Ambos esperaban la confirmación de las noticias que Margarida Puig había insinuado en una misiva previa. Genis Puig, desde Navarcles, había convencido a su hermana para que poco a poco, durante las muchas horas que Elionor pasaba sola en la que fue la casa familiar de los Puig, se ganara la confianza de la baronesa. No le costó mucho: Elionor necesitaba una confidente que odiara a su marido tanto como ella misma. Fue Margarida quien, de manera insidiosa, informó a Elionor de adonde se dirigía el barón. Fue Margarida la que inventó el adulterio de Arnau con Raquel. Ahora, en cuanto Arnau Estanyol fuera detenido por relacionarse con una judía, Jaume de Bellera y Genis Puig darían el paso que tenían previsto.
—La Inquisición ha detenido a Arnau Estanyol —confirmó el oficial tan pronto como entró en la torre del homenaje.
—Entonces Margarida tenía ra… —saltó Genis.
—Calla —le ordenó el señor de Bellera desde su sillón—. Continúa.
—Lo detuvieron hace tres días, mientras impartía justicia en el tribunal del consulado.
—¿De qué se le acusa? —preguntó el barón.
—No está muy claro; hay quien dice que de herejía, otros sostienen que por judaizante y otros por mantener relaciones con una judía. Todavía no lo han juzgado; está encerrado en las mazmorras del palacio episcopal.
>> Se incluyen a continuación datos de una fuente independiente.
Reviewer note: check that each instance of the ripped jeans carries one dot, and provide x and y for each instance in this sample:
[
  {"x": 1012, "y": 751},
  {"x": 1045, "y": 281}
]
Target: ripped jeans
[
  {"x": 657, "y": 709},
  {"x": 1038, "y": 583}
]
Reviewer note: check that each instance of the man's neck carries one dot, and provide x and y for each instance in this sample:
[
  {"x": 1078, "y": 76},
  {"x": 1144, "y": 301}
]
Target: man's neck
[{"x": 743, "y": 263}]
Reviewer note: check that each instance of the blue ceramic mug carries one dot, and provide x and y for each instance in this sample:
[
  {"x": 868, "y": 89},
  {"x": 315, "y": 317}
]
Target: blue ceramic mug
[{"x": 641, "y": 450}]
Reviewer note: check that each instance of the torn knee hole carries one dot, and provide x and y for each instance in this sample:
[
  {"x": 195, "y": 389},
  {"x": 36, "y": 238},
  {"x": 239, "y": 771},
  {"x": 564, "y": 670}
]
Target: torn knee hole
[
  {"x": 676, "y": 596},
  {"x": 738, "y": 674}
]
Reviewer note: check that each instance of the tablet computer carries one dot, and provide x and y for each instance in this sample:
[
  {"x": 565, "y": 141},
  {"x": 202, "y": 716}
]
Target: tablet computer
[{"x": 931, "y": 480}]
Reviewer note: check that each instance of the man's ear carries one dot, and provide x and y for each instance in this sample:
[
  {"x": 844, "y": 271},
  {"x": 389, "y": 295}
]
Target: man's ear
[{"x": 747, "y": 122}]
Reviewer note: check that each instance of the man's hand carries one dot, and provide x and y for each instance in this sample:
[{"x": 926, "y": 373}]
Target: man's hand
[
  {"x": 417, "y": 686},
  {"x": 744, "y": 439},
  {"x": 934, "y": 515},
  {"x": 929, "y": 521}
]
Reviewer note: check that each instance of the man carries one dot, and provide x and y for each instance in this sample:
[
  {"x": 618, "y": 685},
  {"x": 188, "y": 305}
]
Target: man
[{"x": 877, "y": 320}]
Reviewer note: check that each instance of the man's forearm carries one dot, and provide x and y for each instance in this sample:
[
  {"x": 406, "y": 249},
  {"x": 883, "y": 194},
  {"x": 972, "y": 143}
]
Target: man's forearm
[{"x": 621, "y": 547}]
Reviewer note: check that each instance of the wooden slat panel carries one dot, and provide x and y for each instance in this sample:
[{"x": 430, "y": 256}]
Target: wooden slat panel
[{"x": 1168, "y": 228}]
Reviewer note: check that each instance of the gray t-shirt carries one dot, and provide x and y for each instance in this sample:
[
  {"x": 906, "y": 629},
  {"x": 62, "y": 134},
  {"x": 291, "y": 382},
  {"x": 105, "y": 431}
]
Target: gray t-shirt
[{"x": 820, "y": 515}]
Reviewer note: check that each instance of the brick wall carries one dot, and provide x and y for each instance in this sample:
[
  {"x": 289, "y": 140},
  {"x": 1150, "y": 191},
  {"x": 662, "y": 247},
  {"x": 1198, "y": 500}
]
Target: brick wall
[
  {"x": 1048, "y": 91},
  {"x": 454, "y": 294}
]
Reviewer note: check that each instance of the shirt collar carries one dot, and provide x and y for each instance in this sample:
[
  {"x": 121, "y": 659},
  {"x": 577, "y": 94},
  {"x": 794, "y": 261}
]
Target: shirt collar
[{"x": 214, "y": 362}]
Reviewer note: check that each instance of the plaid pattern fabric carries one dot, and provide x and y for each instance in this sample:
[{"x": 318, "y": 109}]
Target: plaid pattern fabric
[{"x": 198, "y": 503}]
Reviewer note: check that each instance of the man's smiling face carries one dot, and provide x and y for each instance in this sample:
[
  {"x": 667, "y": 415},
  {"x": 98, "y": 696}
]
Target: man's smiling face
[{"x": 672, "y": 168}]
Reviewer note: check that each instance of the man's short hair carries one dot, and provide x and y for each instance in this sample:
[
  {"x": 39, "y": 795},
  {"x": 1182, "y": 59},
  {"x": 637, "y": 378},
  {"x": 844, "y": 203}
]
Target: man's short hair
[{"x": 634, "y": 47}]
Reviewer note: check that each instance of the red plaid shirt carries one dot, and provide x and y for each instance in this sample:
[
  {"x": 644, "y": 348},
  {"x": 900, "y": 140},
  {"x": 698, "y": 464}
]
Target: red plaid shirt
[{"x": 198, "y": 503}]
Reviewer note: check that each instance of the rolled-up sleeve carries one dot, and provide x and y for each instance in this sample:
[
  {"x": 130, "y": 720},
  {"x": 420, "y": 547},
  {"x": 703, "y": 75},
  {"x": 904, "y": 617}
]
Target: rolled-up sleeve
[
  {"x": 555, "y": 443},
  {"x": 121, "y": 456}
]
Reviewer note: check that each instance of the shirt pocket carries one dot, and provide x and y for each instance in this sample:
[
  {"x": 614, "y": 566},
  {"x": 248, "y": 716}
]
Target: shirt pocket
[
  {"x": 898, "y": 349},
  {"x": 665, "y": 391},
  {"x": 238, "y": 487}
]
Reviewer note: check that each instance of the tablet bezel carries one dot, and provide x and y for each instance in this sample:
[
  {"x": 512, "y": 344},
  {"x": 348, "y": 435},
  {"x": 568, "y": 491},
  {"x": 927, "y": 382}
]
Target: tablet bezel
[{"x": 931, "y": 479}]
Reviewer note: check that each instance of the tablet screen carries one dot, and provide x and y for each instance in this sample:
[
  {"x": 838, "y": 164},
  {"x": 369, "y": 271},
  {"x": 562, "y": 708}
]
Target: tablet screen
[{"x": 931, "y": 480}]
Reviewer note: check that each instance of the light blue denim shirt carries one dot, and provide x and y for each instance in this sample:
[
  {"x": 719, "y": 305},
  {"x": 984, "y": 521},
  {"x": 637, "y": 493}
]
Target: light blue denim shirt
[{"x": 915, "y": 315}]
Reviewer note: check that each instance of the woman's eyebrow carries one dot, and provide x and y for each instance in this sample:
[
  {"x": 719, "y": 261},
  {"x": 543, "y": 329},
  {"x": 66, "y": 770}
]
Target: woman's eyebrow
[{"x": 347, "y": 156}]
Media ciudad está a favor y media en contra, pero todos hacen cola ante su mesa de cambio para que les reintegren sus depósitos. Los he visto. La gente se pelea por recuperar su dinero.
—¿Pagan? —intervino Genis.
—De momento, sí, pero todos saben que Arnau Estanyol ha prestado mucho dinero a gente sin recursos, y si no puede recuperar esos préstamos… Por eso la gente se pelea: dudan que la solvencia del cambista pueda sostenerse. Hay un gran revuelo.
Jaume de Bellera y Genis Puig intercambiaron una mirada.
—Empieza la caída —comentó el caballero.
—¡Busca a la puta que me amamantó —ordenó el barón al oficial—, y enciérrala en las mazmorras del castillo!
Genis Puig se sumó al señor de Bellera y azuzó al oficial para que se apresurase.